Now, for the second one, we need to use factors of \(8\) to try out.

Answer 25

y^2+4y+4....how do you use the factors of 8?

Answer 26

No, we already did that one. We know:\[
(y+2)(y+2)=y^2+4y+4
\]

Answer 27

Now we are doing \(y^2+6y+8\).

Answer 28

oh okay, we're on the second. I'm sorry! that's why i was confused.

Answer 29

We want \(a+b=6\) and \(ab=8\). That is why we are factoring \(8\)... to find \(ab\) values.

Answer 30

2, and 4?

Answer 31

Yep, those work.
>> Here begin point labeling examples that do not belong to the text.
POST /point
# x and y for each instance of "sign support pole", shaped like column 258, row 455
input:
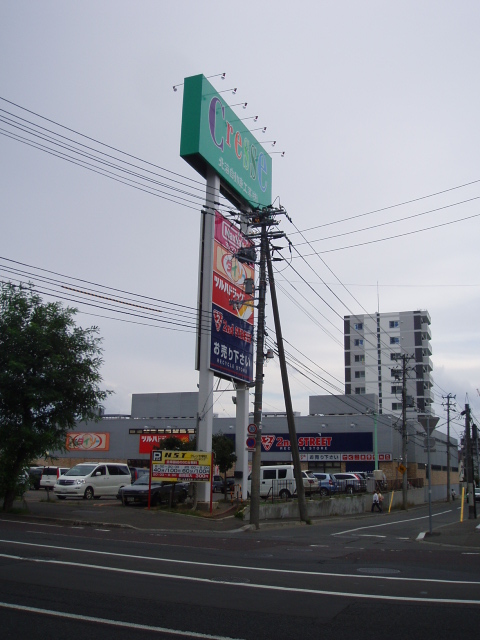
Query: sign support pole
column 205, row 385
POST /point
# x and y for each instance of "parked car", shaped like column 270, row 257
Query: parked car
column 309, row 482
column 326, row 483
column 92, row 480
column 161, row 492
column 136, row 472
column 218, row 484
column 50, row 476
column 35, row 474
column 350, row 482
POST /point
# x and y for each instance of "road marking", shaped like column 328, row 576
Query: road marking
column 40, row 524
column 231, row 566
column 250, row 585
column 388, row 524
column 114, row 623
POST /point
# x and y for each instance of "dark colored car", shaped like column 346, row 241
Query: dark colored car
column 350, row 482
column 161, row 492
column 218, row 484
column 326, row 483
column 136, row 472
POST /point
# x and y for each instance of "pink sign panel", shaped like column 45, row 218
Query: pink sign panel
column 231, row 298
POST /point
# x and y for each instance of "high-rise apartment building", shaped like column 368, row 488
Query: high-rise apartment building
column 374, row 345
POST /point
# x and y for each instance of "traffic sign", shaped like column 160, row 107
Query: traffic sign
column 428, row 422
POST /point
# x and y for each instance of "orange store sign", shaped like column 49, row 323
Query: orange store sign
column 88, row 441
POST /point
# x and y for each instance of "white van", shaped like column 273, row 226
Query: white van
column 275, row 480
column 92, row 480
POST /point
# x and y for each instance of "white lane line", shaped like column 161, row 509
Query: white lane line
column 114, row 623
column 388, row 524
column 248, row 585
column 209, row 565
column 40, row 524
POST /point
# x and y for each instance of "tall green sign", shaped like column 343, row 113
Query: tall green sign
column 214, row 136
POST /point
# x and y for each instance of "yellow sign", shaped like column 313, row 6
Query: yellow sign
column 185, row 466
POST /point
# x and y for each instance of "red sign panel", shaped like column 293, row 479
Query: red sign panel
column 228, row 235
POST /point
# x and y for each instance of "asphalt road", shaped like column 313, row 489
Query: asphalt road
column 340, row 578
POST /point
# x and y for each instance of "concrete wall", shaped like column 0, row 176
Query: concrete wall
column 340, row 506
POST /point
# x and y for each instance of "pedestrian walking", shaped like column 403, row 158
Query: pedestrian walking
column 376, row 502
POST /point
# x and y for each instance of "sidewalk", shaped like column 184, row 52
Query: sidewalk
column 459, row 534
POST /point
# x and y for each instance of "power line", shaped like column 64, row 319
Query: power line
column 393, row 206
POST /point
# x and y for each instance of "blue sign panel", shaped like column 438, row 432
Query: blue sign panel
column 231, row 351
column 319, row 443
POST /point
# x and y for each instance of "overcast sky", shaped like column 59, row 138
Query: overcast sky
column 375, row 104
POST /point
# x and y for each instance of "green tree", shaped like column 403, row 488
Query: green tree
column 49, row 377
column 223, row 448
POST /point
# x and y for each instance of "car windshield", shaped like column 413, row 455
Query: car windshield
column 80, row 470
column 142, row 480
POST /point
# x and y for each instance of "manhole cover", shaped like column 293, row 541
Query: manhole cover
column 378, row 570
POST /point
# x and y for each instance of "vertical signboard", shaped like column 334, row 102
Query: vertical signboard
column 231, row 351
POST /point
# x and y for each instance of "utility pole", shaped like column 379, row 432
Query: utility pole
column 404, row 359
column 302, row 505
column 448, row 398
column 257, row 407
column 469, row 465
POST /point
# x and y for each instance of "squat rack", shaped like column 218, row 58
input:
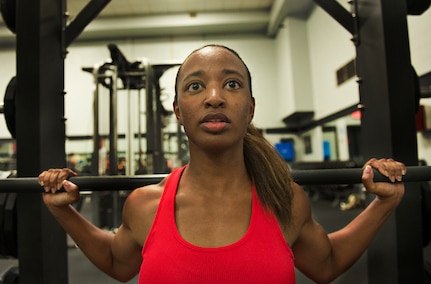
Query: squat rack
column 388, row 113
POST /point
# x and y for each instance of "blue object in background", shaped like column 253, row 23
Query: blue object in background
column 286, row 150
column 326, row 150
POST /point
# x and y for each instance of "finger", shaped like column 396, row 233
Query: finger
column 367, row 178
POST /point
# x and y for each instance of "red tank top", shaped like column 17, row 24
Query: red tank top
column 260, row 256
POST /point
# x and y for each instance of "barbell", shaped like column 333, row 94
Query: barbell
column 10, row 187
column 303, row 177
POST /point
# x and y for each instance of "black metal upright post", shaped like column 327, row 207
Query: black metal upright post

Therefore: \[
(y+2)(y+4) = y^2+6y+8
\]

Answer 32

Next step is to find the GCD of the two.

Answer 33

What factors do they both have in common?

Answer 34

they both have the y^2 and the 4 is a factor of 8?

Answer 35

They both have \(y+2\) as a factor...

Answer 36

okay...that makes sense. sorry i have sooo much trouble with math.

Answer 37

So the GCF of \((y+2)(y+2)\) and \((y+2)(y+4)\) is \(y+2\).
The LCD will just be the product divided by the GCF.\[
\frac{\cancel{(y+2)}(y+2)(y+2)(y+4)}{\cancel{y+2}} = (y+2)(y+2)(y+4)
\]

Answer 38

I should enter the (y+2) twice? i see where you cancelled things out,,...just don't know about the y+2...

Answer 39

So the GCF of \(\color{blue}{(y+2)(y+2)}\) and \(\color{green}{(y+2)(y+4)}\) is \(\color{red}{y+2}\).
The LCD will just be the product divided by the GCF.\[
\frac{\cancel{\color{blue}{(y+2)}}\color{blue}{(y+2)}\color{green}{(y+2)(y+4)}}{\cancel{\color{red}{y+2}}} = (y+2)(y+2)(y+4)
\]

Answer 40

The top part is what happens when you multiply both of them, the bottom part is the GCF

Answer 41

it was correct!!!!!!!

Answer 42

ready for another? lol

Answer 43

You'll have to ask another question.